I went to the library last night.



I am now ONE book away from my checkout limit of 30 (did I mention how I haven't been reading at all? yeah? okay), but I'm returning Cheryl Strayed's Wild today, so that'll completely solve that problem.

Speaking of that book, BOOOOOOOOOOOOOOOOOOO. I got as far as "It had begun before I even imagined it, precisely four years, seven months, and three days before, when I'd stood in a little room at the Mayo Clinic in Rochester, Minnesota, and learned that my mother was going to die." 

THAT IS WHAT YOU WRITE WHEN YOU ARE A TERRIBLE WRITER. Or writing a book liked by moms who're shopping in the book department at Target.

And yeah. Admittedly, that's only like four pages in. But do you know how many really really good books are out there written by really really good writers? Yeah. So no.

So the opposite of that book is The Handmaid's Tale, which is teetering between pretty damn amazing, and allllso maybe mainly political sci-fi intended to scare people? So I keep going back and forth about whether I like it. 

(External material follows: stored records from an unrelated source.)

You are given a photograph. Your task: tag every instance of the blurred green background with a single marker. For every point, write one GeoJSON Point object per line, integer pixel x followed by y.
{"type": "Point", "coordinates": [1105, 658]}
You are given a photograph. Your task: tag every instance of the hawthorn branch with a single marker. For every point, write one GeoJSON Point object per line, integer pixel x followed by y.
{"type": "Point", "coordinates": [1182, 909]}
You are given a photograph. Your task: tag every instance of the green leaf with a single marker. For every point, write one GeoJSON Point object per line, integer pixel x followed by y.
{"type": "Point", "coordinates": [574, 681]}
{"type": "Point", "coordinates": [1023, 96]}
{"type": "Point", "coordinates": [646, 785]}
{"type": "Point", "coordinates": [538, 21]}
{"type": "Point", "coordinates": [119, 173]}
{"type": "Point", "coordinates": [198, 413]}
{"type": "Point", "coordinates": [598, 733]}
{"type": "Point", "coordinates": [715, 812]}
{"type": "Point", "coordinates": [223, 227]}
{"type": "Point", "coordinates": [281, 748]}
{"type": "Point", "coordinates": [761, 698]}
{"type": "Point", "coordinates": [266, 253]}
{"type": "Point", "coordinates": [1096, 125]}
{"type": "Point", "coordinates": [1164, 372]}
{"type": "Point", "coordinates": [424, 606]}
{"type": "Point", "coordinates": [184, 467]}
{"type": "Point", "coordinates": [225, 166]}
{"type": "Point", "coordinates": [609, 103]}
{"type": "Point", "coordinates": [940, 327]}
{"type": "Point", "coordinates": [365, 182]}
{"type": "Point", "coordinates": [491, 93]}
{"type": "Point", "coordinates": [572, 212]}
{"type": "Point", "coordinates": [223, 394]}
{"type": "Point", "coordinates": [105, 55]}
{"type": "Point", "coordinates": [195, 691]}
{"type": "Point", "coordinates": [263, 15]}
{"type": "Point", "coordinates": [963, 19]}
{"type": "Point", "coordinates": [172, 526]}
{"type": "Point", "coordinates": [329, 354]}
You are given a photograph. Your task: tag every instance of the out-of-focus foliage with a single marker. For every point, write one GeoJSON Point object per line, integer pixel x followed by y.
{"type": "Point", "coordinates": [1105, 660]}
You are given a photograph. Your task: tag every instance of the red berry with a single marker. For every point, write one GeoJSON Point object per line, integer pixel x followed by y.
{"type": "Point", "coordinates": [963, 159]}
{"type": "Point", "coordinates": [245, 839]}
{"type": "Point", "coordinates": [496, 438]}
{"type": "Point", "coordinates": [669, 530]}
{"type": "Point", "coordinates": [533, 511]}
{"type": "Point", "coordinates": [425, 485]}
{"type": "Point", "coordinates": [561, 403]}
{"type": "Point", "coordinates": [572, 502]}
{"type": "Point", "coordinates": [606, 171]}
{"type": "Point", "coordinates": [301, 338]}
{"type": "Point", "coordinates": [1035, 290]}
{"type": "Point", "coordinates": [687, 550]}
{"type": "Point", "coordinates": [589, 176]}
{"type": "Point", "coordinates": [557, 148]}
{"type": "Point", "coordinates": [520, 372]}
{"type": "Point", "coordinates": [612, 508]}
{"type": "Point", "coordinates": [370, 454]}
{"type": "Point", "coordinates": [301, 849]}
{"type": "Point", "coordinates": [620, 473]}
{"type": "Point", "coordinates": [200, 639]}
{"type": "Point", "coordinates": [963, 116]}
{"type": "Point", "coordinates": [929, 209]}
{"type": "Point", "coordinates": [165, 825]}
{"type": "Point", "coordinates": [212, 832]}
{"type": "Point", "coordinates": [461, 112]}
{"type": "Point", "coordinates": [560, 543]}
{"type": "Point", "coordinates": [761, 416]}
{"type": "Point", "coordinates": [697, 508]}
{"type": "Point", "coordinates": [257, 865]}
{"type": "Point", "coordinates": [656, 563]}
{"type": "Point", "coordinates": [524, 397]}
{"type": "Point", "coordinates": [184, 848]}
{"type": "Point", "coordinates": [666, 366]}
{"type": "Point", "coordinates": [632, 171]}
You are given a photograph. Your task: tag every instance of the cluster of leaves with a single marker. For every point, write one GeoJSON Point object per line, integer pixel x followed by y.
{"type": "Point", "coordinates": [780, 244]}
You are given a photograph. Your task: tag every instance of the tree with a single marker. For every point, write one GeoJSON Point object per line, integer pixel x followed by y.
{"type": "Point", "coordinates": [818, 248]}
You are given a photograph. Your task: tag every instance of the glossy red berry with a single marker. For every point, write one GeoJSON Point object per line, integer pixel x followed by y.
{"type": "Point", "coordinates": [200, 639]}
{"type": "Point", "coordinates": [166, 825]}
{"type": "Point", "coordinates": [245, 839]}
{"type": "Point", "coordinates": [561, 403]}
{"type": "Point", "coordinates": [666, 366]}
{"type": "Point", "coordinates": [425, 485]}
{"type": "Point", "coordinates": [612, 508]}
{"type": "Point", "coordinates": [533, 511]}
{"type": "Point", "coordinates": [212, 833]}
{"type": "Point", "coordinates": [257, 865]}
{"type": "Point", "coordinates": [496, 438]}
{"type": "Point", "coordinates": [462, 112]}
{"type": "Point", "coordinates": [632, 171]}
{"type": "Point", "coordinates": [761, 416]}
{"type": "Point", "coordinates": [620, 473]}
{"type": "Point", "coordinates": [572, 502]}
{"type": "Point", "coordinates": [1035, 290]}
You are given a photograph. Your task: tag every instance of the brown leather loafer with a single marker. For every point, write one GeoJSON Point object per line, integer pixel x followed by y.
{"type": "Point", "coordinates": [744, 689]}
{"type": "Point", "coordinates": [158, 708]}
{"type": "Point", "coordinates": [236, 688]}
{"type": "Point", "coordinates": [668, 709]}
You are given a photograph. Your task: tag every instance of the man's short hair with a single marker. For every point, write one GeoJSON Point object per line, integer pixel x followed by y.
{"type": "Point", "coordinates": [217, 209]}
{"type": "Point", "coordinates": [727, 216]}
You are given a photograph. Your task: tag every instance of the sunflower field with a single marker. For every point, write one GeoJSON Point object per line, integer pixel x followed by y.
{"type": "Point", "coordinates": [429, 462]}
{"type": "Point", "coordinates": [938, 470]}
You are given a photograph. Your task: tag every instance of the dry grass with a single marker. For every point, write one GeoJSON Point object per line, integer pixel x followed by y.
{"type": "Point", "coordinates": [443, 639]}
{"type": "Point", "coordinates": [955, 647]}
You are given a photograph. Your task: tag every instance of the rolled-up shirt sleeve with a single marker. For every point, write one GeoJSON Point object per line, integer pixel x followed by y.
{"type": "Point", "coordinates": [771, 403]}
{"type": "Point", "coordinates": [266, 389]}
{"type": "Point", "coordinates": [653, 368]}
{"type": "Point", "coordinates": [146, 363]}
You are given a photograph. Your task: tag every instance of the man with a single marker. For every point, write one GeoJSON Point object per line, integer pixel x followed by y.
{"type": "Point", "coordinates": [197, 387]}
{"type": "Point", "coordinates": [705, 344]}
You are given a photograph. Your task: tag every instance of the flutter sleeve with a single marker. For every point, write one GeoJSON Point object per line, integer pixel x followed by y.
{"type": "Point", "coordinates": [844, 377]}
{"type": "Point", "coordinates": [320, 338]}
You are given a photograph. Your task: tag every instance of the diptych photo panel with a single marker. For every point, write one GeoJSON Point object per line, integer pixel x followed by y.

I like the writing, which surprised me because I read The Blind Assassin when I was like 16 and retained NOTHING from it, and then I read The Penelopiad because I ship Odysseus/Penelope like whoa, except then I hated The Penelopiad, because Margaret Atwood was all "Feminism! Reinterpretation! Penelope and Odysseus no!" and Penelope waited for Odysseus for 20 years and loves him because he is the BEST and yeah, maybe he slept with some sorceress ladies on his way home BUT MAYBE YOU WOULD TOO and he kept trying to GET home is the point, because PENELOPE is the best, and then you picture them as Sean Bean and maybe Dana Delany and it all becomes even better.

I super-wish I knew more about the culture when Handmaid's Tale was published, because it probably seemed way more likely to happen then than now. Roe v Wade had been 12 years ago at that point, as opposed to before we -- living, breathing, awesome human beings -- were born, and I thiiink that's when abortion clinics were being bombed? Because I have vague, vague memories of that being an Issue in the culture. Doctors being shot and clinics being bombed. Not that Handmaid's Tale is really about abortion (not at the halfway point, anyway), but it's more on the broader topic of women's autonomy over their bodies, and if their body determines them or not.

p.s. I'm on episode 8 of Orange Is the New Black, and you all need to watch it so we can talk about it omg.